Se, per ciò che riguarda il pensiero politico, l’articolo lacunoso di Galli della Loggia merita almeno una comprensiva matita rossa, quanto egli ha sostenuto da storico dell’età contemporanea a proposito della parabola dei diritti elettorali sollecita forse un provvedimento ancora più drastico.
Ecco la citazione incriminata: “Fuori i nomi dei luoghi della terra dove prima che in Europa ci sia stato qualcosa di paragonabile al suffragio universale!”. Poiché la frase è corredata di nuovo dall’enfasi dell’esclamazione, se si rintracciano smentite a questa pretesa verità venduta come incontrovertibile, allora la matita deve per forza di cose essere di colore blu, quella che serve per rimarcare la presenza di errori fattuali. Il primo Paese ad accordare il voto alle donne in elezioni politiche generali si trova molto lontano dalla vecchia Europa. Si tratta infatti della Nuova Zelanda, dove con l’“Elettoral Act” del 1893 fu previsto il suffragio femminile formalizzando un vero e proprio atto di ribellione verso il “New Zealand Constitution Act” del 1852, approvato dal Parlamento britannico e contemplante il solo voto maschile. Il processo innescato nell’ultimo decennio del XIX secolo si completò poi con il Women’s Parliamentary Rights Act del 1919 (sul punto si veda Jenny Coleman, From Suffrage to a Seat in the House, Otago University Press, 2020).

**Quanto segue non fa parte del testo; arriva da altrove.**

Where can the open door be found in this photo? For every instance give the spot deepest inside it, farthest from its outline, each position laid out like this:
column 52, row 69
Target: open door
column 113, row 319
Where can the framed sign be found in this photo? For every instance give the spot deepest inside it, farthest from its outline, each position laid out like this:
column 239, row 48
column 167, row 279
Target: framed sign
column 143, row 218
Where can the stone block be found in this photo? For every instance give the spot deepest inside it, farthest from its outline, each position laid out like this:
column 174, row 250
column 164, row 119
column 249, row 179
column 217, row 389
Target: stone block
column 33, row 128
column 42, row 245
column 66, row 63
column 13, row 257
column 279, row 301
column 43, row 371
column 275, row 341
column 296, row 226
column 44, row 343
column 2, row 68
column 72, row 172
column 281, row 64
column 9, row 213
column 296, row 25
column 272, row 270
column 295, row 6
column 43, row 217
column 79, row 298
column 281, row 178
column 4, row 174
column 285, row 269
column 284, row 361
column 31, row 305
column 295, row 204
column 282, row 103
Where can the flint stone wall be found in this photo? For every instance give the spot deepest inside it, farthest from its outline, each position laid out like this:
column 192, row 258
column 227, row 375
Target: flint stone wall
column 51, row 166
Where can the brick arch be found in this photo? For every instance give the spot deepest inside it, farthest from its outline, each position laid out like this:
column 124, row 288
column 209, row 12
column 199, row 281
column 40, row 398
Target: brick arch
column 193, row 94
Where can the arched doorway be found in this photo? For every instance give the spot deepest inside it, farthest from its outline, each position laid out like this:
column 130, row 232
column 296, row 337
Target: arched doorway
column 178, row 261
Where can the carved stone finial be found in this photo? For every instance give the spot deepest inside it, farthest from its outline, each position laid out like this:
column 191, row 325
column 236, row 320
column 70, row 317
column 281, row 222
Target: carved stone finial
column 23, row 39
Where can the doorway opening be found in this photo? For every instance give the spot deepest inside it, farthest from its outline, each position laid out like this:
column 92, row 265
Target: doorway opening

Sul secondo gradino del podio si piazza un altro territorio extraeuropeo, l’Australia (con una censurabile esclusione dovuta al tono della pelle). “Nel 1894 fu concesso il diritto di voto alle donne bianche in Australia Meridionale, nel 1899 fu esteso anche alle donne bianche dell’Australia Occidentale. Quando nel 1901 le colonie si espressero per la Federazione, la costituzione conservò per il voto nazionale il suffragio già elargito alle donne nei due Stati. Nel 1902 il nuovo governo federale allargò il voto alle donne bianche adulte degli altri Stati” (Ellen Warne, Agitate, Educate, Organise, Legislate, Melbourne Univerity Press, 2017).
Della Loggia si duole per il tenore del confronto delle idee, talmente aspro da costringerlo quasi a “dimostrare innanzi tutto di non essere un idiota”. Una simile caduta di stile è certamente inaccettabile. Però, invertendo un celebre sillogismo, se è vero che l’Occidente conosce la storia, da questa premessa non si può dedurre, scendendo nel caso particolare, che anche il consulente ministeriale (storico occidentale) la padroneggi in tutta la sua vastità, al punto da dettare per legge ciò che va indagato e cosa bisogna invece omettere.